The technique can be used on adults and helps release tension by treating muscles that control spinal balance. Children from birth to age 2 are briefly held upside down to check for problems with their spines. According to Stevenson, "a couple of vertebra that are out of position" in the back can lead to a spitting up problem.
"We are able to push those bones back into place where they are supposed to be. It happens almost instantaneously for children," Stevenson said.

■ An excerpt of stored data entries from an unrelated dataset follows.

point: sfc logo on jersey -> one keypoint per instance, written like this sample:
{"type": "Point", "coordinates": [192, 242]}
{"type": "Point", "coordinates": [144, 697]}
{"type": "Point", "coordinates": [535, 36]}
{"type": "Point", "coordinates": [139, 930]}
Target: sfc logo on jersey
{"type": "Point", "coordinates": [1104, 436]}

The Underhills said they noticed an immediate change in Maria.
"It was instant. She stopped vomiting. She stopped screaming," Jessica Underhill said.
Still, doctors are divided about the use of chiropractic care for infants.
"If we are dealing with an issue that is going to resolve anyway, why subject babies to something that may cause harm?" Dr. Wendy Anderson-Willis of Nationwide Children's Hospital said.
According to Anderson-Willis, issues like spitting up are common for babies, and some procedures that are OK for adults are not always recommended for children under the age of 18.
"There are parents that are still interested in alternative medicine and parents who use alternative medicine themselves," said Anderson-Willis. "I would say that I would not recommend that my parents take their infants to the chiropractor. I don't have any evidence that it really is going to be effective. I don't have any evidence that it's safe."
Stevenson shared a different perspective.
"We look for more function because once function stops, then that's when disease sets in," said Stevenson. "A lot of people think that when we are adjusting a little baby, we're going to do the exact same thing we do to (adults). That's impossible. My hands are way too big. This is more of a light-force adjusting and you don't want to mess with it if you don't know how to do it."
Parent Brad Asbury expressed his biggest concern about chiropractic care for his daughter Vivianna.
"My biggest concern was, Don't hurt my baby!'" said the father of two. "Natural parent instinct. They assured me, 'No, no, no, it's just a mild adjustment.'"
It has been six weeks since Vivianna Asbury first visited the chiropractor.
Her father said she is doing well and the family has not noticed any problems.
When asked if he would consider infant chiropractic care again, Asbury said yes.
For now, the conversation surrounding infant chiropractic care will continue.